Unfortunately, in today's fast paced tech-world, it's the children who know the most about technology and how things work. Back in 1984, I remember being the one in the family that knew how to use the VCR when they first came out. *gasp, I'm old* I remember being a younger teacher and asking students to help me connect the computer to the projector. Children know. I had a student who, when 14 years old, reprogrammed his school's computer system to flash his name simultaneously on all the computers to wish him a happy birthday the year AFTER he left. We adults are often left behind in the circuit board's dust.
So parents, it's no wonder that you might be apprehensive about your child's school going BYOD or 1:1 or having more and more technology in the classroom.
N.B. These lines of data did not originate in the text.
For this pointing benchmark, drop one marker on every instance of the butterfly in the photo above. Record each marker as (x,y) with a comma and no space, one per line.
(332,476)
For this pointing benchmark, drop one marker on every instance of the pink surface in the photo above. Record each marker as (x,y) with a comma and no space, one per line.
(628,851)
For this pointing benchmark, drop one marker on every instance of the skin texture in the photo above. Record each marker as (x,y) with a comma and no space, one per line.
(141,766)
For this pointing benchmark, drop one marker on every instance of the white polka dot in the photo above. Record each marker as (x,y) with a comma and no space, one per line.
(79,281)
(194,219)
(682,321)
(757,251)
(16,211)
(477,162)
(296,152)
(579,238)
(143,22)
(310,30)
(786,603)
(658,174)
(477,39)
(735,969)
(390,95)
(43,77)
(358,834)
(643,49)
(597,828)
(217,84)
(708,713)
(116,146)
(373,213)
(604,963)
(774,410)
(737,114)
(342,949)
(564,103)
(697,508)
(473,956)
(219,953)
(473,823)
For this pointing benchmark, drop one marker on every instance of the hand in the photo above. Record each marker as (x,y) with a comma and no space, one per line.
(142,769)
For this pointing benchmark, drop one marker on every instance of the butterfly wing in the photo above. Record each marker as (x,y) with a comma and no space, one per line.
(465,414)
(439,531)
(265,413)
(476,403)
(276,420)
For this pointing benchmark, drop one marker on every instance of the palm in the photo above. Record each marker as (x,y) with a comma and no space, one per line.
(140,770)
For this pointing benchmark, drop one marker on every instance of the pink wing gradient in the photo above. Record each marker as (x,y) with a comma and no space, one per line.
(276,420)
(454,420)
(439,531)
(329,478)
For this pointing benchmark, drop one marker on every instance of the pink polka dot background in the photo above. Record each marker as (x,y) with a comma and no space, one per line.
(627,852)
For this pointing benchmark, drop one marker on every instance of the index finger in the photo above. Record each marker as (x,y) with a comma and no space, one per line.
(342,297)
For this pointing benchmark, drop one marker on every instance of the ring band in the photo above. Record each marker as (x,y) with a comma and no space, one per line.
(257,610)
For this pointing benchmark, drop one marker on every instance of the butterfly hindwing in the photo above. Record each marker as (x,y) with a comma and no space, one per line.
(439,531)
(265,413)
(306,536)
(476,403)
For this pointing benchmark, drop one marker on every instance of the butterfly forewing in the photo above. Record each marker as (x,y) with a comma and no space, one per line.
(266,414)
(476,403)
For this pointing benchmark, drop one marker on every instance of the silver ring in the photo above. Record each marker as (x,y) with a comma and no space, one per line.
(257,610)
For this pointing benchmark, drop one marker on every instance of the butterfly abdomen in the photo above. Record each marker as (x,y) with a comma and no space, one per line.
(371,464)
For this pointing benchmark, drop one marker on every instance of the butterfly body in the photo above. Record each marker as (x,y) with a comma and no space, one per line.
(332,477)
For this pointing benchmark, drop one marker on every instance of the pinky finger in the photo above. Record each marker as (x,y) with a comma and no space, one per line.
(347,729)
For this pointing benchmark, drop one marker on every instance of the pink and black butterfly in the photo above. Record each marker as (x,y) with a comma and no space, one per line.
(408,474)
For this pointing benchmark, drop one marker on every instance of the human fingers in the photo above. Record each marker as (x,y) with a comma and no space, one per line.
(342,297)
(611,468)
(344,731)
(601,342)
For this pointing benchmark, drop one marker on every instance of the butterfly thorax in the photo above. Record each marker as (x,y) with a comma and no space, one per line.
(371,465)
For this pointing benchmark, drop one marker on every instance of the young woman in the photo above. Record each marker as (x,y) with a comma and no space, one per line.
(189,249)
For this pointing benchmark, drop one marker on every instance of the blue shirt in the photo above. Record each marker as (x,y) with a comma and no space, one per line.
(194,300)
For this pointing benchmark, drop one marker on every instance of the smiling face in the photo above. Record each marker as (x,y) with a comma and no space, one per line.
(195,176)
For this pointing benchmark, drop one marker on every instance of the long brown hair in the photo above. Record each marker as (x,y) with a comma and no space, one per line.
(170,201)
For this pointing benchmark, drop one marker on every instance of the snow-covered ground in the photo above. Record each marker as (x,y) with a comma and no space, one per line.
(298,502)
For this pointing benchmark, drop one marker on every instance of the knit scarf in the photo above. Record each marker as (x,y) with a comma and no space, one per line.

Your children will be doing all sorts of awesome things on the computer or tablet that will enhance their learning experience. But what about the stuff that isn't awesome? What about concerns of appropriate amount of screen time? What about all the dangerous apps out there that your child might be using? What about the potential of online bullying or worse?
Well, Common Sense Media is an amazing resource for parents that addresses these concerns and a whole lot more. There is a space dedicated to reviewing apps. A space dedicated to reviewing and rating movies / TV shows for appropriateness and, one of my favourites, an Essential Creativity Guide.
While I work on additional support and ideas for parents, my biggest suggestion for any parent is to research research research. I encourage you to follow the rabbit holes you'll fall into in Common Sense Media. They have answers to your questions and suggestions of how you can help you child navigate their interaction with technology at home and wouldn't that be a great Total Tech-Over?